Fisco, maxifrode per 2 miliardi di falsi crediti: nel mirino GdF commercialisti e 39 società
Sfruttando le agevolazioni fiscali del decreto «Crescita Italia» alla fine a “crescere” è stata soltanto la montagna di crediti inesistenti. A far luce su una truffa milionaria è stata la Procura della Repubblica con il comando provinciale della Guardia di Finanza di Napoli procedendo al sequestro preventivo di 347 milioni di euro di finti crediti nei confronti di 39 società. Il Gip del tribunale di Napoli Nord ha messo nel mirino società con sede tra le province di Napoli e Caserta e dato esecuzione anche a numerose perquisizioni nei confronti di alcuni commercialisti tra Casoria e le province di Roma e Milano.
L’attività della Gdf di Frattamaggiore si muove comunque nel solco dei provvedimenti di sequestro disposti sempre dalla Procura partenopea ed eseguiti dal 2022 ad oggi e che complessivamente hanno consentito di interrompere la circolazione di crediti fiscali inesistenti per un ammontare superiore ai 2 miliardi di euro, scongiurando in questo modo un gravissimo danno per l’Erario.

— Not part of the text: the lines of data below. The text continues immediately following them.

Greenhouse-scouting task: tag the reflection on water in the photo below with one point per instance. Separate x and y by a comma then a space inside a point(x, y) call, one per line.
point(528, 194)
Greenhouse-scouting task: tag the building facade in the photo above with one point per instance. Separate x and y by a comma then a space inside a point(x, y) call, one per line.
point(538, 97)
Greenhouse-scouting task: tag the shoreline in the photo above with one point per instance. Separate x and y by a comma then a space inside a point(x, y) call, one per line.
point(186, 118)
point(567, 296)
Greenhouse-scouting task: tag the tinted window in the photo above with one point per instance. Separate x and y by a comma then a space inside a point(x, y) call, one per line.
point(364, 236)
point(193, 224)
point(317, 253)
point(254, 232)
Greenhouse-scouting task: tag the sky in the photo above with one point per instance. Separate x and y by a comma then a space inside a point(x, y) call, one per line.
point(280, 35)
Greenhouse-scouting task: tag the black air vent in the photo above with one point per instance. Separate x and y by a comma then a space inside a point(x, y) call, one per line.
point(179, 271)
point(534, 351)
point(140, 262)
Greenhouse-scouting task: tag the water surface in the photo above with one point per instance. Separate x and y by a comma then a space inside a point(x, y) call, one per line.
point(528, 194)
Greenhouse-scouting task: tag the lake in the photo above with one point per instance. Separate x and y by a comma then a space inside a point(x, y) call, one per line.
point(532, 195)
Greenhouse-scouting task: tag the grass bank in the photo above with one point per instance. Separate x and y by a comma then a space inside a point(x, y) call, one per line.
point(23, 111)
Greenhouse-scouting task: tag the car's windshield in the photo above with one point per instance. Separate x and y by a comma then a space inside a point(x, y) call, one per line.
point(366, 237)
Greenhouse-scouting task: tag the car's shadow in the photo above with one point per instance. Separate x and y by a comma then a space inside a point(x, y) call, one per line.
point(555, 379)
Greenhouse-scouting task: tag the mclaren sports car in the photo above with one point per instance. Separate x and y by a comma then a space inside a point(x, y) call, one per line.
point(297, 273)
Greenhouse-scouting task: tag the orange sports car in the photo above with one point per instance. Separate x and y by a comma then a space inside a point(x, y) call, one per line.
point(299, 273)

Dalle indagini, condotte dai finanzieri del Gruppo provinciale, è emerso che alcune società, già raggiunte da provvedimenti di sequestro di crediti per investimenti nel Mezzogiorno mai sostenuti, avevano trasmesso numerose dichiarazioni all’agenzia delle Entrate, comunicando la disponibilità di ulteriori crediti derivanti dalla trasformazione di presunte attività da imposte anticipate in crediti fiscali. Il tutto, come accennato, sfruttando illecitamente le agevolazioni introdotte dal Governo col decreto 34 del 2019 e ribattezzato allora «Crescita Italia».
Troppi dati falsi indicati nelle dichiarazioni dei redditi hanno insospettito le Fiamme gialle che partendo dai requisiti previsti dal decreto, hanno ricostruito la falsità delle informazioni indicate nelle dichiarazioni inviate al Fisco. Dati da cui è emerso che le società non hanno mai accumulato, nel tempo, eccedenze di aiuti alla crescita economica o perdite fiscali per importi compatibili con i crediti, milionari, indicati nelle rispettive denunce dei redditi.
Con il decreto «Crescita Italia» era stata data la possibilità alle imprese di trasformare in credito di imposta le perdite fiscali accumulate nel tempo e non ancora portate in deduzione del reddito, ovvero le eccedenze Ace (Aiuto alla crescita economica) anche queste non utilizzate, nella misura del 20% di eventuali crediti deteriorati ceduti a terzi entro la data del 31 dicembre 2020, termine poi prorogato, mediante applicazione dell’aliquota Ires. L’importo che ne deriva, che rappresenta un credito da imposte differite (Dta: deferred tax assets) può essere utilizzato in compensazione delle imposte dovute, ceduto a terzi o richiesto a rimborso all’agenzia delle Entrate.
I finanzieri hanno dunque individuato ben 39 società che risultavano detenere, a vario titolo, crediti da imposte anticipate (Dta) per un ammontare complessivo di 328,5 milioni di euro e crediti per 18,5 milioni di euro maturati per presunti investimenti nel Mezzogiorno mai eseguiti. La Gdf, inoltre, ha proceduto al sequestro di queste somme anche nei confronti dei successivi cessionari che avevano indebitamente ricevuto parte delle risorse illecite.
Dalla ricostruzione dei flussi dei finti crediti sono emerse anche due società veicolo, una società di capitali e un fondo comune di investimento lussemburghese, ma con sede secondaria in Italia, che avevano ricevuto 129 milioni di euro di crediti da parte di alcune società coinvolte nella frode, negoziando parte di queste risorse con ulteriori soggetti per trarne un indebito profitto.
Riconoscere con troppa superficialità dei crediti fittizi, da parte di aziende edili senza know how, organizzazione logistica per mezzi e personale, è pericoloso e può costare caro.